Les mots sont plus que des mots, ils habillent des idées, font passer des messages, convainquent, démontrent, travestissent, trahissent… En ce qui concerne Israël les mots sont « sournois », ils semblent clairs « tout le monde » les utilise, – médias et politiques en tête, nous-même souvent. C’est bien là le problème, car « tout le monde » a été et est orienté, manipulé, formaté… par des mots mille fois dits (car autorisés à être dits) par ceux qui ont le pouvoir.
L’habile communication initiée par le sionisme dès sa naissance puis développée par Israël (et ses amis) a partout imposé sa manière de raconter l’Histoire et d’inventer des histoires en traficotant le vocabulaire et en glissant partout ses mots. La majorité des États « du monde libre » y ont adhéré, surtout après le génocide des juifs d’Europe par les nazis et leurs soutiens.
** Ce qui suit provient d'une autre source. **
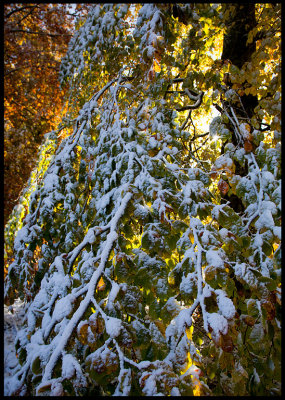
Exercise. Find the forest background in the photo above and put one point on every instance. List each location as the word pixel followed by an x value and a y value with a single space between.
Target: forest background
pixel 146 242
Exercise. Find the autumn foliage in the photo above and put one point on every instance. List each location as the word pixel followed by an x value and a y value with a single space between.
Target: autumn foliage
pixel 35 39
pixel 149 256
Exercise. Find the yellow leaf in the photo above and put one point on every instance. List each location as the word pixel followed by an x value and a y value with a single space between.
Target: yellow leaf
pixel 101 284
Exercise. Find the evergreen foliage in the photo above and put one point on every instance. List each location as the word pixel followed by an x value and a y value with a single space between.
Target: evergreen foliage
pixel 150 257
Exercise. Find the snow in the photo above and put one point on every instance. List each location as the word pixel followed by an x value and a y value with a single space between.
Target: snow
pixel 218 323
pixel 226 307
pixel 113 294
pixel 113 326
pixel 13 319
pixel 214 259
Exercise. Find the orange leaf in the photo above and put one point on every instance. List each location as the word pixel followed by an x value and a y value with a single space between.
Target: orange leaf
pixel 223 187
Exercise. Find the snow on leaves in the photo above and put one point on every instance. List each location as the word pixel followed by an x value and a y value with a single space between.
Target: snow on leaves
pixel 136 270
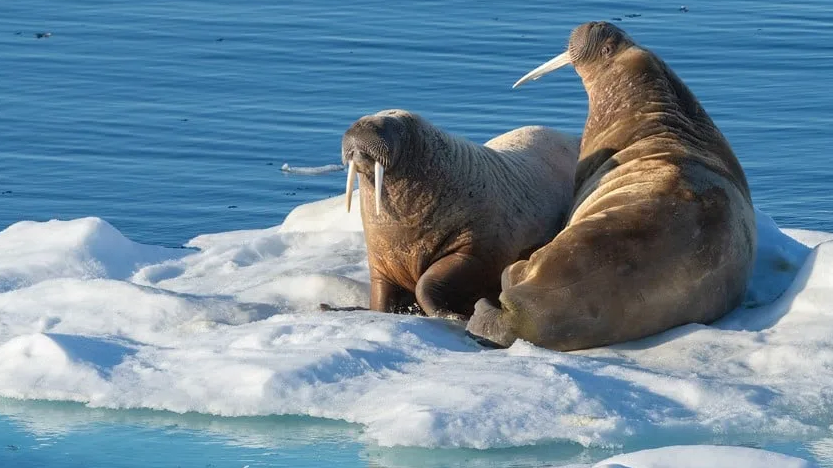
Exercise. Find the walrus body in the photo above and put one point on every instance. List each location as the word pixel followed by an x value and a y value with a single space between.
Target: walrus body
pixel 662 230
pixel 450 214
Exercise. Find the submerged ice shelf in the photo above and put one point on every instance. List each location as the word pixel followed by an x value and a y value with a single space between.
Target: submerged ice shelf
pixel 230 327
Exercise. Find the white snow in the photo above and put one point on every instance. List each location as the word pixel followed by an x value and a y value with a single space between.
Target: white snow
pixel 231 327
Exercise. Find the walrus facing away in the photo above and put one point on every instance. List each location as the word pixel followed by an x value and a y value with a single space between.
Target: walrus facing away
pixel 662 230
pixel 443 216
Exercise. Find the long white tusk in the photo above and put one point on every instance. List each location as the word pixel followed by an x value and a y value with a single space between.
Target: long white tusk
pixel 380 175
pixel 351 177
pixel 557 62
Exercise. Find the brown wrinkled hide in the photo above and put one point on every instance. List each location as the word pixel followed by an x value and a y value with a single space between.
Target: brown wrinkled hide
pixel 454 213
pixel 662 230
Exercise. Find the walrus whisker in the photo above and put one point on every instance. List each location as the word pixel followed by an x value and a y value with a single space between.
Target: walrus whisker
pixel 380 175
pixel 555 63
pixel 351 177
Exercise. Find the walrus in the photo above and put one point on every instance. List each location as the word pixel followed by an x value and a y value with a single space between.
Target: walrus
pixel 662 230
pixel 443 216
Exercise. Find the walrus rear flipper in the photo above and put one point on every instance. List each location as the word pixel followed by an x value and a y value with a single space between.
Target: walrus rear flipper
pixel 487 327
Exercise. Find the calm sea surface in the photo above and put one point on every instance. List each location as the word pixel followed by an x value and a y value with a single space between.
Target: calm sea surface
pixel 172 118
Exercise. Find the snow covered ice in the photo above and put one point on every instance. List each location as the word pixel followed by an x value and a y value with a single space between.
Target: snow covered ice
pixel 230 326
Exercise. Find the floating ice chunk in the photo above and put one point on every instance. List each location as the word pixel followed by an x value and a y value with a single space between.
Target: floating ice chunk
pixel 231 327
pixel 82 248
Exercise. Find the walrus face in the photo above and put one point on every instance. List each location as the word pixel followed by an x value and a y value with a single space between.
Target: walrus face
pixel 372 145
pixel 592 45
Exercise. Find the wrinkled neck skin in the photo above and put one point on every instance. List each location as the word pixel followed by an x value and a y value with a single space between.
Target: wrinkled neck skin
pixel 640 99
pixel 428 178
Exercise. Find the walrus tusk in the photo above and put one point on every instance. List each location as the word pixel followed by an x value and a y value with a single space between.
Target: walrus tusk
pixel 380 175
pixel 351 177
pixel 557 62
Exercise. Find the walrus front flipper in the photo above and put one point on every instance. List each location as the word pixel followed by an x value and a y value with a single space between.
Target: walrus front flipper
pixel 487 328
pixel 451 285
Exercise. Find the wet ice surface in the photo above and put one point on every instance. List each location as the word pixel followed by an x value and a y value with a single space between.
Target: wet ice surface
pixel 230 326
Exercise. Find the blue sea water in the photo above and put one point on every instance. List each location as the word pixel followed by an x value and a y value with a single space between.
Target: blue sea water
pixel 172 118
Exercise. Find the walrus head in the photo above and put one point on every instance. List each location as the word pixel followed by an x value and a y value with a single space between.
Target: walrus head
pixel 373 145
pixel 592 46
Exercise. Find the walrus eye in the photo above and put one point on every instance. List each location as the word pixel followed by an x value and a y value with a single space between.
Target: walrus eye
pixel 607 49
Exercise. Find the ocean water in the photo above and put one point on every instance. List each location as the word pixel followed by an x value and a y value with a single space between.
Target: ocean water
pixel 172 119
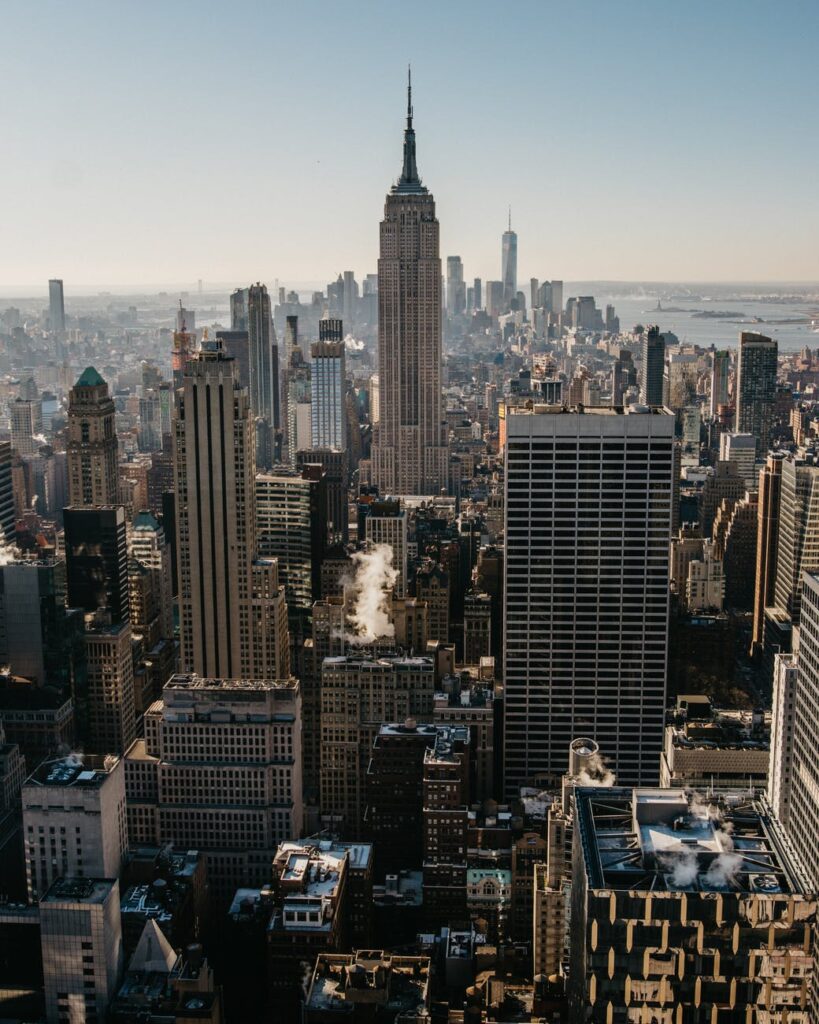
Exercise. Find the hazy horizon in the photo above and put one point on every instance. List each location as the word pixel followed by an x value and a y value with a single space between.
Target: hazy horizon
pixel 634 141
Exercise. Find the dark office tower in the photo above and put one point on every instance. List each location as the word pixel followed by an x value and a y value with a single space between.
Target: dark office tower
pixel 239 309
pixel 653 367
pixel 456 296
pixel 56 306
pixel 263 358
pixel 7 525
pixel 509 263
pixel 92 448
pixel 410 454
pixel 231 608
pixel 588 518
pixel 236 345
pixel 96 560
pixel 329 388
pixel 767 544
pixel 756 388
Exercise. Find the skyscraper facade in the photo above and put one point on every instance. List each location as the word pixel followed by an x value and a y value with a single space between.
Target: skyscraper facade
pixel 410 455
pixel 231 607
pixel 509 263
pixel 653 367
pixel 56 306
pixel 588 517
pixel 756 388
pixel 329 388
pixel 92 448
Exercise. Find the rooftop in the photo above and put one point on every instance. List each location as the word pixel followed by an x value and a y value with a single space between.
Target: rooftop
pixel 675 841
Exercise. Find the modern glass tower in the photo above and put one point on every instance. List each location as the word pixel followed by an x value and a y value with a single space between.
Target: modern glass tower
pixel 410 455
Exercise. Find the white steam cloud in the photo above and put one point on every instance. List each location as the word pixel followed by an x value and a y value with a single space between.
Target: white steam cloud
pixel 371 590
pixel 595 773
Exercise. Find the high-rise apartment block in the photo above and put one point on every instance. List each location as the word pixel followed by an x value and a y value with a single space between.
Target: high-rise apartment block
pixel 81 931
pixel 653 368
pixel 219 770
pixel 410 454
pixel 74 820
pixel 756 388
pixel 56 306
pixel 92 446
pixel 588 520
pixel 231 609
pixel 329 388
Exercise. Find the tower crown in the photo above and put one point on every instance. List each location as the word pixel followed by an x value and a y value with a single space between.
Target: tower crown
pixel 410 182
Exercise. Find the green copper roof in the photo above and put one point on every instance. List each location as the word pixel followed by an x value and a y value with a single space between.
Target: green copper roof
pixel 90 378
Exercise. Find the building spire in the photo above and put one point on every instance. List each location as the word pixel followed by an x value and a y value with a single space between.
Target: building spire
pixel 410 182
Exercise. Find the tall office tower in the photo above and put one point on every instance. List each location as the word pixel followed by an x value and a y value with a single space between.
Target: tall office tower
pixel 494 298
pixel 756 388
pixel 509 263
pixel 151 550
pixel 263 359
pixel 219 770
pixel 291 525
pixel 108 716
pixel 81 934
pixel 239 309
pixel 653 367
pixel 329 388
pixel 456 295
pixel 27 421
pixel 721 365
pixel 588 520
pixel 350 295
pixel 92 448
pixel 798 542
pixel 230 605
pixel 96 559
pixel 7 519
pixel 767 544
pixel 40 638
pixel 74 820
pixel 780 768
pixel 740 450
pixel 56 306
pixel 357 695
pixel 386 523
pixel 686 856
pixel 410 454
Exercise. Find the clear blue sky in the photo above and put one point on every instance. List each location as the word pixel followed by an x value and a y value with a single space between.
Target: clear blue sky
pixel 161 142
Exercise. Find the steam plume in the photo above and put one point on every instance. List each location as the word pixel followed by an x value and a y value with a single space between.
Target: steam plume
pixel 372 586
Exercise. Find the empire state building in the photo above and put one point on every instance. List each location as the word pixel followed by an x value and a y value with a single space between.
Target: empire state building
pixel 410 455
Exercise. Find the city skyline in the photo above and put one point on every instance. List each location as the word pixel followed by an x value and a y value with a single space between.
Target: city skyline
pixel 611 161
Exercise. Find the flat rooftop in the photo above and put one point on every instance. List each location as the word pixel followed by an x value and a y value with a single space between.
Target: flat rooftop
pixel 88 771
pixel 676 841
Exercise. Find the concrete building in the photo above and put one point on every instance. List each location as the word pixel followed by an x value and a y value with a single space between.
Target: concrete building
pixel 74 820
pixel 92 445
pixel 741 450
pixel 82 948
pixel 232 615
pixel 780 771
pixel 410 454
pixel 588 520
pixel 702 872
pixel 219 771
pixel 357 695
pixel 712 749
pixel 756 388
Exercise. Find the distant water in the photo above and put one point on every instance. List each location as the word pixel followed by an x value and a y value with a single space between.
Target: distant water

Peu croient encore à « une terre sans peuple pour un peuple sans terre », cette formule de A. Keith, membre du clergé d’Écosse [1], qui a été récupérée ensuite par le mouvement sioniste. Mais « l’explication » sioniste, très efficace, continue. Alors pour celles et ceux qui luttent aux côtés des Palestiniens, voici une liste de mots/ expressions que je bannis, en expliquant pourquoi chaque fois que je les entends ou les lis.
- « Déclaration d’indépendance de l’État d’Israël » : Ben Gourion, le 14 mai 1948, a fait une « Déclaration d’établissement de l’État d’Israël » qui, ensuite, pour la communication sioniste, est devenue « Déclaration d’indépendance ». Or l’État d’Israël, nouvellement créé, n’a jamais été colonisé et n’a jamais eu à se libérer d’un colonisateur. Sauf à vouloir laisser entendre que ce pays était occupé depuis plus de 2 000 ans.
- Les « Arabes d’Israël » : les habitants autochtones de la Palestine sont des locataires temporaires venus occuper la terre juive et ils doivent retourner dans leur « pays », hors « d’Eretz Israël ». Exit les Palestiniens.
- « État hébreu » : un mot qui renvoie à l’éternité d’Israël et au fait que cet état moderne est le descendant des Hébreux (dont on n’a guère de traces) ce qui légitime la « résurrection » d’Israël sur ses terres.
- « La guerre des six jours » a une connotation miracle : Dieu a créé le monde en 6 jours s’est reposé, satisfait, le 7e, exactement comme l’ont fait les armées d’Israël qui ont rétabli, en six jours Eretz Israël sur sa terre. Comme dans la Bible, David a vaincu Goliath… David ? Alors qu’Israël a la 4e armée du monde ? L’ONU, les diplomates, les historiens et les chercheurs sérieux disent « guerre de juin 1967 » Idem pour guerre du kippour-octobre 1973.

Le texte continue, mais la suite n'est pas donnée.